Des avocates, à Nantes, le 4 février 2011.
Des avocates, à Nantes, le 4 février 2011. (JEAN-SEBASTIEN EVRARD / AFP)

"C'est non au régime universel" car "il n'y a aucune pertinence dans cet alignement des statuts" dans la réforme des retraites qui veut créer un système universel, dénonce la présidente du Conseil national des barreaux, Christiane Féral-Schuhl, lundi 16 septembre sur franceinfo, alors que les avocats et onze autres professions libérales vont manifester contre la réforme des retraites lundi après-midi à Paris.

franceinfo : Vous manifestez ce lundi avant d'être reçus mardi par Jean-Paul Delevoye. Pourquoi ?

Christiane Féral-Schuhl : Ce rendez-vous a été fixé la semaine dernière pour demain matin. Pour nous, [manifester] c'est envoyer un signal très fort. Le régime Delevoye prévoit le régime universel, et c'est non au régime universel. Cette manifestation a pour objet, en rassemblant différentes professions avec un caractère inédit, de dire à quel point il est important que nous puissions conserver notre indépendance, conserver ces régimes autonomes. Donc, c'est non au régime universel.

En quoi les avocats seraient les grands perdants de cette réforme des retraites ?

Les avocats, comme d'autres professions libérales, n'ont ni les garanties du salarié, ni les garanties du fonctionnaire et le régime universel prévoit la fusion de ces trois catégories et le régime universel aurait pour vocation à s'appliquer indistinctement. Ce n'est pas possible, parce que déjà l'employeur privé comme l'employeur public finance 60% de la cotisation retraite du salarié ou du fonctionnaire, ce n'est pas le cas de l'indépendant libéral qui, lui, finance 100%. Nous, avant de gagner un euro, nous devons financer notre outil de travail. Donc, ce qui se veut un régime égalitaire crée une inégalité d'entrée de jeu. Par ailleurs, le dispositif prévoit que, dans ce qu'on appelle le premier pas, c'est-à-dire la tranche de revenu qui va de 0 à 40 000 euros de revenu annuel, il y a une cotisation qui va être fixée à 28%. Aujourd'hui, le revenu médian des avocats se situe à 44 000 euros annuel, ce qui veut dire que la moitié de la profession est impactée directement par cette première tranche de revenu qui augmente significativement pour nous puisqu'on passe de 14% à 28%, or aucune entité économique quelle qu'elle soit, même unitaire, ne peut assumer une hausse aussi forte, aussi violente, qui nous fait passer d'un taux de charges en moyenne de 46-48% à 60%.

Mais le rapport Delevoye n'insiste pas sur le fait qu'il va doubler les charges.

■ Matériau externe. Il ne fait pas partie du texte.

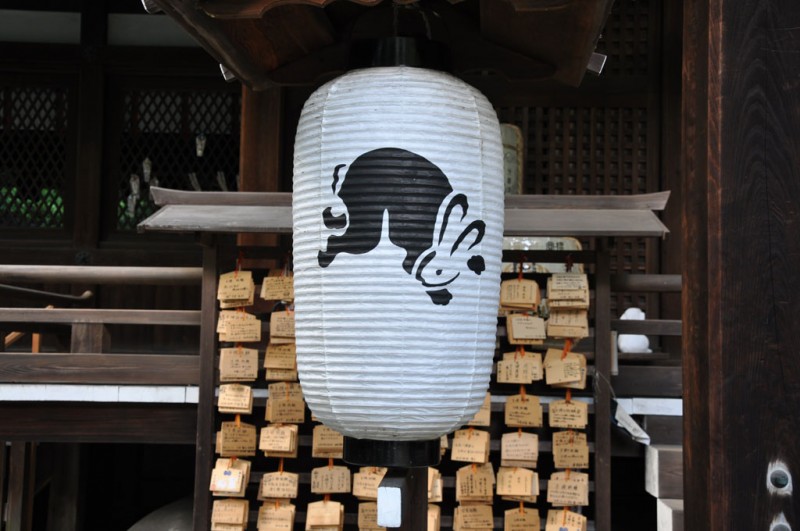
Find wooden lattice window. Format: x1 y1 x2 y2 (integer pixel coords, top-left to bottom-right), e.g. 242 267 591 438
498 107 658 312
597 0 658 77
0 84 69 229
116 89 241 231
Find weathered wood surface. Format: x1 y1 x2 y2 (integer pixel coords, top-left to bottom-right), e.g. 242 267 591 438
611 365 683 397
0 408 197 444
644 444 683 499
69 323 111 354
236 87 282 247
611 319 683 336
643 415 683 446
5 437 28 531
155 0 612 90
150 188 671 210
138 192 669 237
656 499 684 531
0 308 200 326
611 273 682 293
592 239 611 531
0 264 202 286
198 0 381 19
0 353 200 385
192 240 219 531
47 443 85 531
683 0 800 531
150 187 292 207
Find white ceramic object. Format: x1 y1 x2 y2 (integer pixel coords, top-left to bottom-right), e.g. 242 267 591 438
617 308 652 352
293 67 504 440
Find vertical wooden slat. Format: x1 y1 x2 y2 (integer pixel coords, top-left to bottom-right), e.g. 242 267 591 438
594 238 611 531
560 107 571 194
660 2 683 359
575 107 588 194
47 443 81 531
0 439 8 524
72 2 106 248
682 0 800 531
192 236 217 531
6 441 28 531
237 87 283 246
22 442 38 531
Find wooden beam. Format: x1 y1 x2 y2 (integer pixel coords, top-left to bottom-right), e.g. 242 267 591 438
611 319 683 336
0 264 202 286
148 189 671 210
198 0 381 18
0 408 196 444
611 365 683 397
69 323 111 354
682 0 800 531
611 273 681 293
0 308 200 326
0 353 200 385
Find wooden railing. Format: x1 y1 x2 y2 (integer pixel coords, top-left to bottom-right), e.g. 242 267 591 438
0 265 202 385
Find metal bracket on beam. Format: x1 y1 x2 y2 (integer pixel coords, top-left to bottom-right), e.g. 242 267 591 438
219 64 236 83
586 52 608 76
142 0 163 15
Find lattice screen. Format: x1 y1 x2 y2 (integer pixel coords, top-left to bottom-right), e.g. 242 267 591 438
0 84 69 229
497 107 657 311
117 90 241 230
597 0 652 77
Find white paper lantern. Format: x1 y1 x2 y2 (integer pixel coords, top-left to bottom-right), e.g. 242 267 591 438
293 67 503 441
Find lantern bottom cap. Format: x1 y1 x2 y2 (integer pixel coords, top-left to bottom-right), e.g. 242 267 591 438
343 437 441 468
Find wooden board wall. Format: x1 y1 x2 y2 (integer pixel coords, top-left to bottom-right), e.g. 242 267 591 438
683 0 800 531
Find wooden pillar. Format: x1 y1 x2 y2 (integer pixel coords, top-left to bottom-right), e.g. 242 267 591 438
73 1 108 249
594 238 611 531
682 0 800 531
47 443 81 531
237 87 283 251
6 441 36 531
192 235 217 531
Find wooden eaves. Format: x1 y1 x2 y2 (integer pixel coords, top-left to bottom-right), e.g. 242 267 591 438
146 0 613 90
138 188 669 237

Il dit plutôt qu'il veut préserver des mécanismes de soutien internes à la profession. Cela vous rassure-t-il ?

Ce que nous, nous disons, c'est que depuis la Seconde Guerre mondiale, nous avons notre régime autonome. On n'a pas voulu des libéraux, à l'époque, dans le régime universel. Nous n'avons pas un régime spécial. Le régime spécial, c'est un aménagement du régime général. Donc, je comprends la démarche de fusionner les régimes spéciaux et d'harmoniser. Mais les régimes autonomes, ce sont des régimes qui ne prennent aucun euro au public et qui sont solidaires. Nous nous autogérons, nous nous autofinançons depuis plus de 50 ans, sans aucune difficulté. Nous avons créé un système de solidarité interne à la profession, qui permet de compenser très peu mais qui permet de compenser les garanties du salarié, les autres garanties, qui permet d'accompagner les avocats en difficulté, tout ça, va disparaître.

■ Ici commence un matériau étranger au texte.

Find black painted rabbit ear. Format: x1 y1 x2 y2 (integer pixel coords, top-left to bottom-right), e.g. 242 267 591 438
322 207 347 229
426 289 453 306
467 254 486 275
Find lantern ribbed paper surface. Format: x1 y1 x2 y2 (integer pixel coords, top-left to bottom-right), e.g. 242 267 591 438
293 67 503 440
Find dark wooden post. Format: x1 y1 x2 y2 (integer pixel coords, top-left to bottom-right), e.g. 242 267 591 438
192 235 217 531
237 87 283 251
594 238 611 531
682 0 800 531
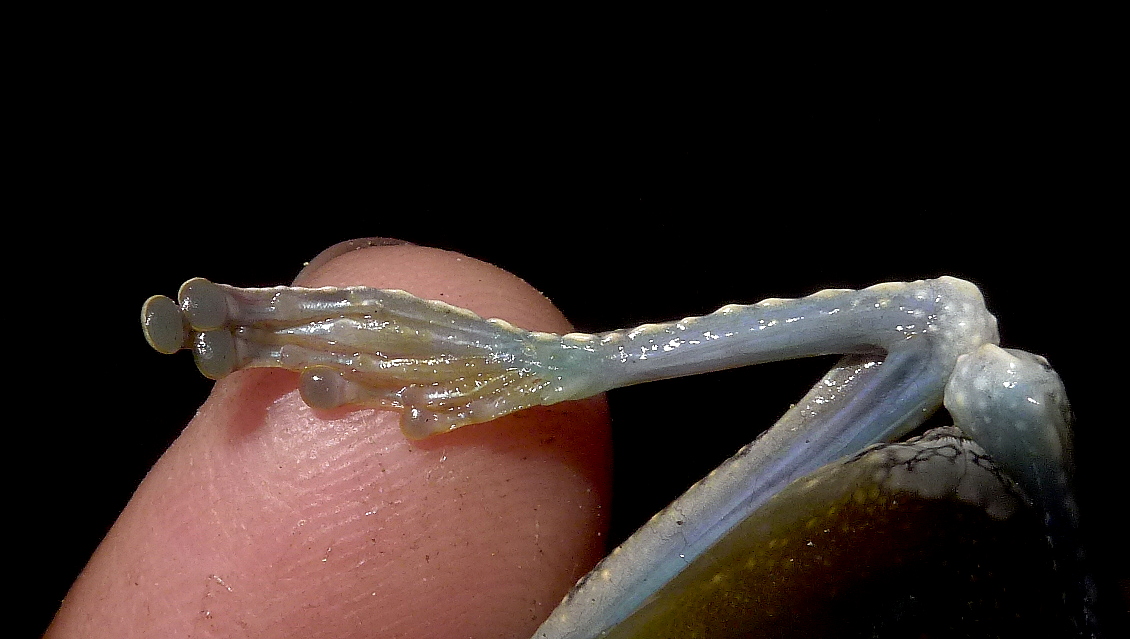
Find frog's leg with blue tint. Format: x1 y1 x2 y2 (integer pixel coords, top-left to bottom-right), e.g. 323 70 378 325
142 277 1093 639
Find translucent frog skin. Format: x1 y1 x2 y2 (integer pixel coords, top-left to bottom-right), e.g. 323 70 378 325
141 272 1093 639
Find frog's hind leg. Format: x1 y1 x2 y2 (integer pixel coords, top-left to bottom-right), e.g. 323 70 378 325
945 344 1097 636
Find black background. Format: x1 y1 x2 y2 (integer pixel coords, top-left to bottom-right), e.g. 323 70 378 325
26 22 1125 629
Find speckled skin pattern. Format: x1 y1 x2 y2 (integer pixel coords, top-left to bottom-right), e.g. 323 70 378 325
142 277 1086 639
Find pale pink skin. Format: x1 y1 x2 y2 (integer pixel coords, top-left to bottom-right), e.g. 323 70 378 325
46 247 610 639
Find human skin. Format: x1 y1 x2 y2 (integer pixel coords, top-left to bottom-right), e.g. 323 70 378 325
45 245 610 639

Sauf que pour compenser, le gouvernement prévoit une refonte de l'assiette sociale, ce qui devrait provoquer une baisse de la CSG pour les avocats. Est-ce que cela pourrait compenser le reste ?

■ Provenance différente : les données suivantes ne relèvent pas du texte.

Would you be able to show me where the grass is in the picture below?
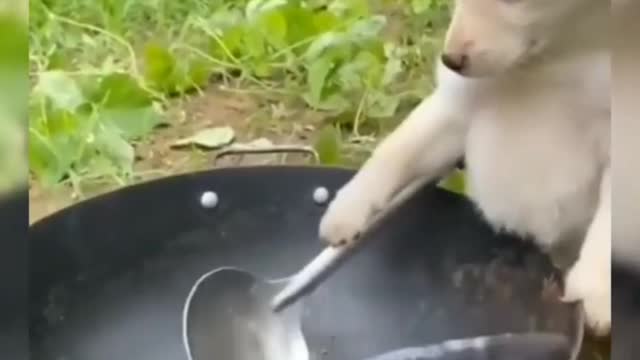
[29,0,456,219]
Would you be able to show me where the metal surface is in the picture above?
[0,189,29,360]
[367,333,574,360]
[272,182,432,312]
[214,145,320,165]
[29,167,580,360]
[183,268,309,360]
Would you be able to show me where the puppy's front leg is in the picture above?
[564,166,611,335]
[320,74,467,246]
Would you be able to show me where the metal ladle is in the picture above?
[183,182,424,360]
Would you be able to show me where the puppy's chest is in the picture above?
[466,88,608,243]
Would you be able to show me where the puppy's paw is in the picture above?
[563,260,611,336]
[320,184,377,246]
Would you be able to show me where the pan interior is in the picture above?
[29,167,579,360]
[183,268,309,360]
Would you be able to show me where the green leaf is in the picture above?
[314,125,342,165]
[91,73,153,109]
[366,92,400,118]
[349,15,387,42]
[29,129,71,186]
[411,0,435,14]
[307,57,334,103]
[172,126,235,149]
[255,10,287,49]
[439,170,466,195]
[34,70,86,111]
[243,27,267,58]
[94,123,135,173]
[245,0,287,20]
[329,0,370,19]
[144,43,176,91]
[98,106,166,140]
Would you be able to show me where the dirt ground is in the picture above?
[29,81,611,360]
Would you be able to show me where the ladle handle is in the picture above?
[271,180,426,312]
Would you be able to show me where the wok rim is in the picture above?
[27,164,592,360]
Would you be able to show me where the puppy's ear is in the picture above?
[368,333,572,360]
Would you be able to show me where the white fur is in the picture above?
[320,0,611,333]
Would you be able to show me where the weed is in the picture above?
[29,0,449,191]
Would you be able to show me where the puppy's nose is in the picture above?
[442,54,469,72]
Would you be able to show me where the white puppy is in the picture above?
[320,0,611,334]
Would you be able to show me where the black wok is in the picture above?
[29,167,608,360]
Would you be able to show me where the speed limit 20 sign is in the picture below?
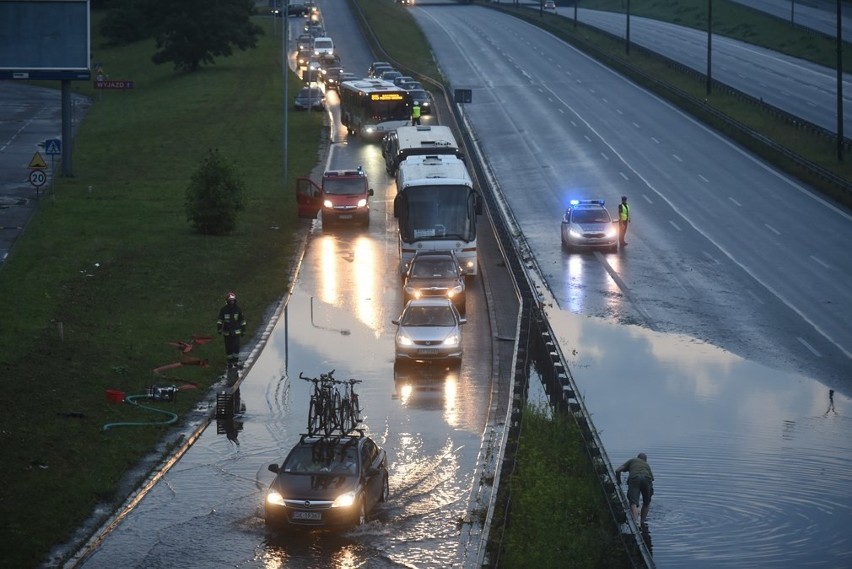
[30,170,47,188]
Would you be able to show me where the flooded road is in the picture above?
[412,6,852,569]
[83,229,500,567]
[549,311,852,568]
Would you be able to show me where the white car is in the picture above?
[313,37,334,57]
[392,297,467,365]
[562,200,618,252]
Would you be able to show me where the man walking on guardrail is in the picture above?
[615,452,654,525]
[216,292,246,368]
[618,196,630,247]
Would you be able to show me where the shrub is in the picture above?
[186,149,245,235]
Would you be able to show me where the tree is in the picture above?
[151,0,263,72]
[185,149,245,235]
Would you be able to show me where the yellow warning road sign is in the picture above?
[29,152,47,170]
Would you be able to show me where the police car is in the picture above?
[562,200,618,252]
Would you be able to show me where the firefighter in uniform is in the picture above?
[618,196,630,247]
[216,292,246,368]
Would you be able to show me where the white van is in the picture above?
[314,37,334,56]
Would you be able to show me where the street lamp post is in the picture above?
[707,0,713,95]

Je ne sais pas si cela va compenser, mais aujourd'hui nous avons un régime qui fonctionne, qui donne satisfaction, qui ne coûte rien à la collectivité et pour lequel nous sommes solidaires puisque nous reversons 100 millions d'euros en moyenne par an au régime universel. Donc aujourd'hui nous sommes solidaires et ça fonctionne. Donc pourquoi changer quelque chose qui fonctionne pour un régime qui n'a pas fait ses preuves et il n'y a aucune pertinence dans cet alignement des statuts.